Comparison between T2DM and PD MWAS
We have previously published the findings from a PD MWAS using the same population15. Overall, there were 13 metabolites identified as associated with T2DM among the PD patients and PD (Supplementary Table 8). These metabolites include indoleacetaldehyde, glutamic acid, indoleacrylic acid, 3-methyldioxyindole, tryptophan, glutamate, uridine, serine, oxoglutaric acid, threonine, aminobutyric acid, squamolone, and 3-mercapto-3-methylbutan-1-ol.
Sensitivity analyses
The results from the T2MD MWAS among the PD patients stratified by gender (Supplementary Table 9) and European Ancestry (Supplementary Table 10) can be found in the supplement. Beta coefficients were highly correlated between those found among the men and the primary MWAS (r = 0.91 and 0.93, p < 2.2e−16 for HILIC and C18) and somewhat less, though still correlated, comparing the women and the primary MWAS (r = 0.63 and 0.67, p < 2.2e−16 for HILIC and C18), which shown in Supplementary Fig. 1. Beta coefficients were also highly correlated between the European ancestry only group and the primary MWAS (r = 0.91 and 0.93, p < 2.2e−16 for HILIC and C18) and between the non-European ancestry group and our main analysis (r = 0.74 and 0.75, p < 2.2e−16 for HILIC and C18), which shown in Supplementary Fig. 2.
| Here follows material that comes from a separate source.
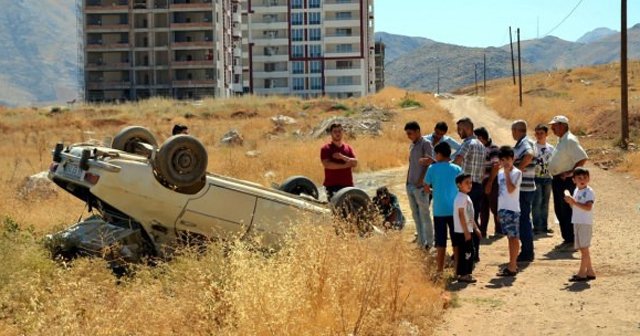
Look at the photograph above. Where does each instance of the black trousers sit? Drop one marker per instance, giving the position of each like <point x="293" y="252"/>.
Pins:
<point x="465" y="254"/>
<point x="562" y="209"/>
<point x="476" y="195"/>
The results of 3-fold cross-validation can be found in Supplementary Table 11. The significance rates for the validation are the number of significantly replicated metabolic features in the replicate sample divided by the total number of significant metabolic features in the discovery sample for each fold. For the T2DM MWAS among PD patients, the significance rates were 49%, 50%, and 70% in HILIC with the correlation of the betas between discovery and the replication fold at 0.88, 0.85, and 0.92 (Supplementary Fig. 3), and 25%, 77%, and 58% in C18 with beta correlations at 0.69, 0.98, and 0.94 (Supplementary Fig. 3). For the T2DM MWAS among non-PD participants, the significance rates and beta correlations were 95%, 75%, and 96% and 0.93, 0.88, and 0.88 (Supplementary Fig. 4) for HILIC metabolites, and 85%, 48%, and 100% and 0.98, 0.70, and 0.87 (Supplementary Fig. 4) for C18 metabolites.
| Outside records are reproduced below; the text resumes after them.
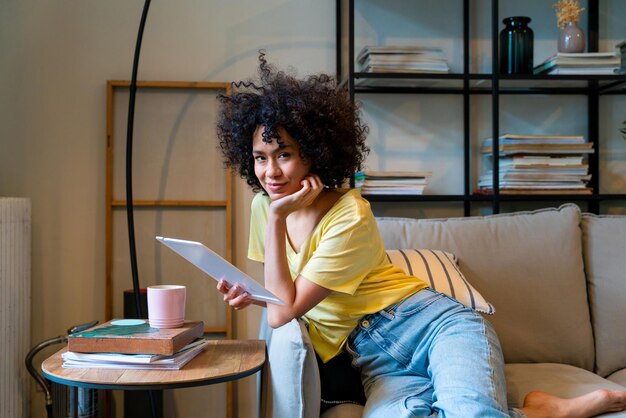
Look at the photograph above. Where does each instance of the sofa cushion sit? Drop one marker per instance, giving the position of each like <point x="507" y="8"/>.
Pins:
<point x="440" y="270"/>
<point x="604" y="241"/>
<point x="345" y="410"/>
<point x="529" y="265"/>
<point x="292" y="385"/>
<point x="618" y="377"/>
<point x="558" y="379"/>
Further sensitivity analyses, additionally controlling for levodopa equivalent daily dose (Supplementary Table 12 and Supplementary Fig. 5) and sample year (Supplementary Tables 13, 14 and Supplementary Figs. 6 and 7) showed very similar results (MWAS beta correlations >0.99). Similarly, considering T2DM with T2DM medication use as the exposure resulted in very similar results (MWAS beta correlations >0.96, Supplementary Table 15 and Supplementary Figs. 8 and 9).
Discussion
Comorbidities including type 2 diabetes mellitus (T2DM) can significantly impact the prognosis of PD patients and increase their financial burden5. Recent studies have suggested that T2DM contributes to faster motor progression and more severe cognitive impairment among PD patients23,24,25,26. However, the underlying mechanisms are unknown27. To better understand the influence of T2DM on PD physiology, we used untargeted HRM to profile thousands of metabolites in the serum of PD patients and non-PD elderly participants with and without T2DM.
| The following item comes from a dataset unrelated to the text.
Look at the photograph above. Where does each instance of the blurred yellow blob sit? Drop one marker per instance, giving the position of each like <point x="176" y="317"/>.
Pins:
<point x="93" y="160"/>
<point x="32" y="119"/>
Our results suggest that—as one would expect—some of the most dysregulated T2DM-related metabolic pathways are shared by PD and non-PD study participants, confirming the impact of T2DM on the human metabolome independent of PD. Even though the number of statistically significant metabolic features was small, the correlation of the coefficients across metabolic features was somewhat high (R > 0.4) (see Fig. 2). These metabolites were enriched in sixteen pathways of high biologic plausibility for T2DM, that is, one would expect to find them enriched in T2DM, such as carbohydrate metabolism, glycosaminoglycans, glycan metabolism, and amino sugars metabolism, as well as glycosphingolipid metabolism, the latter has been linked to insulin resistance28.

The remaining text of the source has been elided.